The problem is that my /home are NFS mounted on the compute nodes through the head node and i/o to these disks is very slow. Furthermore, my application has a lot of i/o and from experience, excessive i/o to NFS mounted disk to head node can lock up the head node (this is bad), and it can become completely unresponsive.

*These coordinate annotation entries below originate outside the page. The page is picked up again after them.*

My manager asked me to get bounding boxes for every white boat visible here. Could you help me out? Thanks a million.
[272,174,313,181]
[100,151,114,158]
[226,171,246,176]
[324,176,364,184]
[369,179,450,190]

The cluster system has a disk that is locally mounted for each JOB on each node (I can use the environmental variable TMPDIR to reach this directory) and so my job need to run under this disk. Knowing this, my strategy is very simple:
If I do all steps above, asking for the cluster system (PBS/Torque) just one node, there is no problem.
#!/bin/csh
#PBS -N TESTE
#PBS -o stdout_file.out
#PBS -e stderr_file.err
#PBS -l walltime=00:01:00
#PBS -q debug
#PBS -l mem=512mb
#PBS -l nodes=1:ppn=8
set NCPU = `wc -l < $PBS_NODEFILE`
set NNODES = `uniq $PBS_NODEFILE | wc -l`
cd $TMPDIR
cp $PBS_O_WORKDIR/myMODEL.a ./myMODEL.a
mpiexec -n $NCPU -f $PBS_NODEFILE ./myMODEL.a
But if I ask more then one node
#!/bin/csh
#PBS -N TESTE
#PBS -o stdout_file.out
#PBS -e stderr_file.err
#PBS -l walltime=00:01:00
#PBS -q debug
#PBS -l mem=512mb
#PBS -l nodes=2:ppn=8
set NCPU = `wc -l < $PBS_NODEFILE`
set NNODES = `uniq $PBS_NODEFILE | wc -l`
cd $TMPDIR
cp $PBS_O_WORKDIR/myMODEL.a ./myMODEL.a
mpiexec -n $NCPU -f $PBS_NODEFILE ./myMODEL.a
I got the following error:
[proxy:0:[email protected]] HYDU_create_process (/tmp/mvapich2-1.8.1/src/pm/hydra/utils/launch/launch.c:69): execvp error on file /state/partition1/74127.beach.colorado.edu/myMODEL.a (No such file or directory)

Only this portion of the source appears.